It turns out that previous economic models have consistently underestimated the impact of global warming on human well-being. This is the assertion made by a team of researchers from the University of New South Wales in Australia, led by Dr. Timothy Neal. According to their study, a 4 °C increase in Earth’s temperature could make the average person 40 percent poorer. The scientists also predicted that the global GDP per capita would shrink by 16 percent, even if warming is just 2 °C above pre-industrial levels. In contrast, earlier forecasts suggested this reduction would only be 1.4 percent, as reported by The Guardian.
Dr. Neal explained that previous economic models assumed that even significant climate change would have a moderate impact on the global economy.

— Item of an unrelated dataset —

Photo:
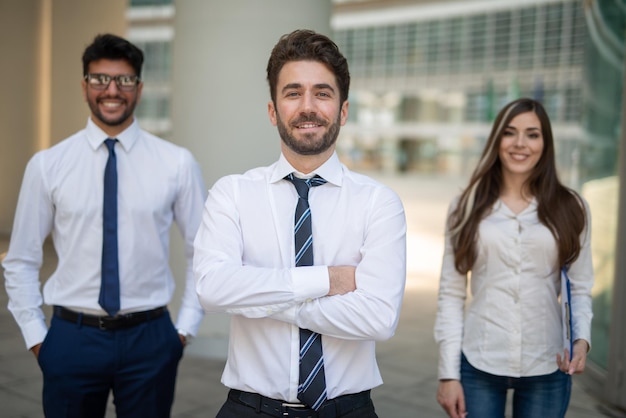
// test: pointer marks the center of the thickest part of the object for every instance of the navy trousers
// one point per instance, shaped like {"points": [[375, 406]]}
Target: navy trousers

These models typically considered only local weather changes, neglecting how extreme weather events like droughts or floods could disrupt global supply chains. “In a hotter future, we can expect cascading failures in supply chains caused by extreme weather events around the world,” he suggested.
Co-author Professor Andy Pitman emphasized the need to account for extreme situations in various parts of the world, “so that countries can fully assess their economic vulnerability to climate change and then do the obvious—reduce emissions.” Some economists believe that global losses from climate change could be partially offset by warming that benefits certain colder regions of the planet. However, Dr. Neal argues that global warming will impact all countries, as the world’s economies are interconnected through trade.
Mark Lawrence, a professor at the University of Adelaide who studies climate risks, noted that “the results of the new study are credible.” “I believe the economic consequences of climate change could be even worse,” he added. The findings of the study were published in the journal Environmental Research Letters.